Your ticket to riding waves of trad-to-freaky modulations on the cheap.
Immersive modulation sounds that range from smooth to warped. Stereo functionality. Useful volume control
Controls can feel twitchy and elusive in the get-to-know-you phase. No tap tempo.
Electro-Harmonix Nano Pulsar
I loved the first few iterations of the EHX Pulsar tremolo—particularly the stereo version that appeared in the early 2000s. Two decades ago, there weren’t that many pedal-tremolo options. But the Pulsar didn’t just stand out for lack of competition. I thought it sounded ace and not a million light years away from the optical tremolo in the black-panel Tremolux that I used most at the time. If it didn’t quite nail the sound of real amp tremolo, it sounded mighty fine in a band context and with other effects. And the fact that the tremolo on the old Tremolux worked as irregularly as it did meant I got pretty well acquainted with the Pulsar. I came to love the way it sounded, its name, and the way it looked hooked up with my Big Muff and Small Stone. (Note to self: Revisit that chain at the earliest possible opportunity!)
The new Nano Pulsar is the latest old-guard EHX pedal to receive the shrink-ray treatment. And while I miss the look of that big enclosure, the Nano’s small size and volume control arguably make it a pedal of much greater utility.
Mass Reduction Plan
Over the years, original Pulsars (along with quite a few other pedal tremolos) have been criticized—unfairly in most cases—for what users perceive as volume loss. I never experienced the phenomenon in my own 2000s Pulsar. But to make sure they don’t hear any such beefs going forward, EHX has included an output-volume control that ensures users don’t mistake the volume attenuation intrinsic to tremolo as signal loss. The amount of available extra volume isn’t huge, but it’s considerable. And if you set your tube amp at the verge of its distortion threshold, it’s enough the make the amp perceptibly dirtier. There’s a lot of range for reducing the output volume of the tremolo’d signal as well. That may not sound very useful at first, but as I checked out these volume-attenuated settings, a little ditty based on tremolo’d quiet verses and un-effected louder choruses practically wrote itself. No matter how you use the volume effect, it definitely extends the dynamic potential of the Nano Pulsar.
As I checked out these volume-attenuated settings, a little ditty based on tremolo’d quiet verses and un-effected louder choruses practically wrote itself.
The controls elsewhere are pretty sensitive, which means it can be hard to dial in a just-right depth or rate setting at times (this will almost certainly stoke the ire of tap-tempo addicts—there is no such option here). But though it’s trickier to find given depth and rate recipes on the Pulsar than it is on the Fender Vibrolux I used for comparison, practice made perfect. After a few go-rounds with the Nano Pulsar, I was able to intuitively find the settings I wanted or used regularly. Remember, too, that some of the sensitivity in the rate and depth controls is attributable to their greater range. There are things you can do with the Nano Pulsar that you can’t do with amplifier tremolo. The rate control, for instance, ranges from a preposterously slow 20-seconds-per-cycle (which sounds super cool with amp feedback) to super-fast sounds that sound like ring-modulated robot gibberish.

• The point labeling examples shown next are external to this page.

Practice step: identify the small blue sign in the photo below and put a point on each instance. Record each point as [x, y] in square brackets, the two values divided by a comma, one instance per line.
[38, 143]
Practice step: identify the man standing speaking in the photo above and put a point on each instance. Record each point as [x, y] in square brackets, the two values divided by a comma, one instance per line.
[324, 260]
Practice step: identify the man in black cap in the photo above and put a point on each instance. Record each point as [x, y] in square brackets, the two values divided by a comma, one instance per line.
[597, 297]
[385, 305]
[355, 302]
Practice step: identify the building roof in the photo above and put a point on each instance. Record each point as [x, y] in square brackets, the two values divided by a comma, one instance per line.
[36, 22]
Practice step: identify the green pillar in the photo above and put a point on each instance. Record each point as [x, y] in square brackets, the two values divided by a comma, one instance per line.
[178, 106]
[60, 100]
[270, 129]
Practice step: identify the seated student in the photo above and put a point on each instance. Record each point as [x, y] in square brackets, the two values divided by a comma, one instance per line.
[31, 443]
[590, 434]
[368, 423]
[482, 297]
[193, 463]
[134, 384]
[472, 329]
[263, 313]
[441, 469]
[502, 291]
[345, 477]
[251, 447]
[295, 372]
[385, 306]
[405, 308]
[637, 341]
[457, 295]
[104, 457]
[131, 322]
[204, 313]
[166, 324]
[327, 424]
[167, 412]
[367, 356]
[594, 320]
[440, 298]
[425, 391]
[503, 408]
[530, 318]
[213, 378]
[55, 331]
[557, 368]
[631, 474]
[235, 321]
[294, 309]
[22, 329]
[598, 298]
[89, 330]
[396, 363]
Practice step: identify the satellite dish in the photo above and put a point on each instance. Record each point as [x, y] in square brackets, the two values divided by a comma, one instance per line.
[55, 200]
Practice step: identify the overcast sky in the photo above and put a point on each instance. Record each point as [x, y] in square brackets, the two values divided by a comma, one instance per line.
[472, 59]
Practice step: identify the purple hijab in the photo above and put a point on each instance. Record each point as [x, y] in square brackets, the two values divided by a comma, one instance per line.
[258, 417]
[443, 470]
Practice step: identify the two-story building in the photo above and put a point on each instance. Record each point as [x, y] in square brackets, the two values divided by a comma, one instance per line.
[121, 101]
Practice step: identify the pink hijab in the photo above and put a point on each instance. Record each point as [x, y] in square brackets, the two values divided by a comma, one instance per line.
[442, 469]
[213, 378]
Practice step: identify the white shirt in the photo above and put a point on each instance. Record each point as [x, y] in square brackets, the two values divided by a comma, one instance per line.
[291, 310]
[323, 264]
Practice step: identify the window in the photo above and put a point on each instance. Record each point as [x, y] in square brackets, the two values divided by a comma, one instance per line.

The depth control, too, is much quirkier than the depth control on an amp. Much of its lower range generates pulses that verge on imperceptible. And the most traditional sounds generally reside within the 10 o’clock to 1 o’clock range. Beyond that point, the pulses modulate between positive and negative phase, which gives the waveforms a twitchier personality. To my ear, these sounds are especially effective at advanced rate settings, which highlight the hanging-in-the-flying-saucer-engine-room sensations you can produce here. They are even cooler when you work the wave-shape knob, which shifts the wave peak from center to form asymmetric rise and fall rates. As with many facets of the Pulsar’s performance envelope, finding the wave shape that precisely suits your needs and musical vision might take patience, but the search can yield bountiful surprises.
Though I’m pretty familiar with the quirks of the old Pulsar, the Nano reminded me that the controls can feel pretty unconventional compared to amp tremolo controls or those on more straight-ahead tremolo pedals. That shouldn’t be a deterrent to exploring what the Pulsar has to offer though. The trad sounds are rich and satisfying, while the weirder fare is fun, sparks musical ideas, and can be utilized in subtle or freaky and intense settings. The simple stereo capabilities yield big payoffs when you introduce a second amp, and even if this isn’t a practical move in performance, it’s a blast to use in recording situations. At just a click more than 100 bucks, it’s a very inexpensive way to enrich your library of modulated tones in a big way.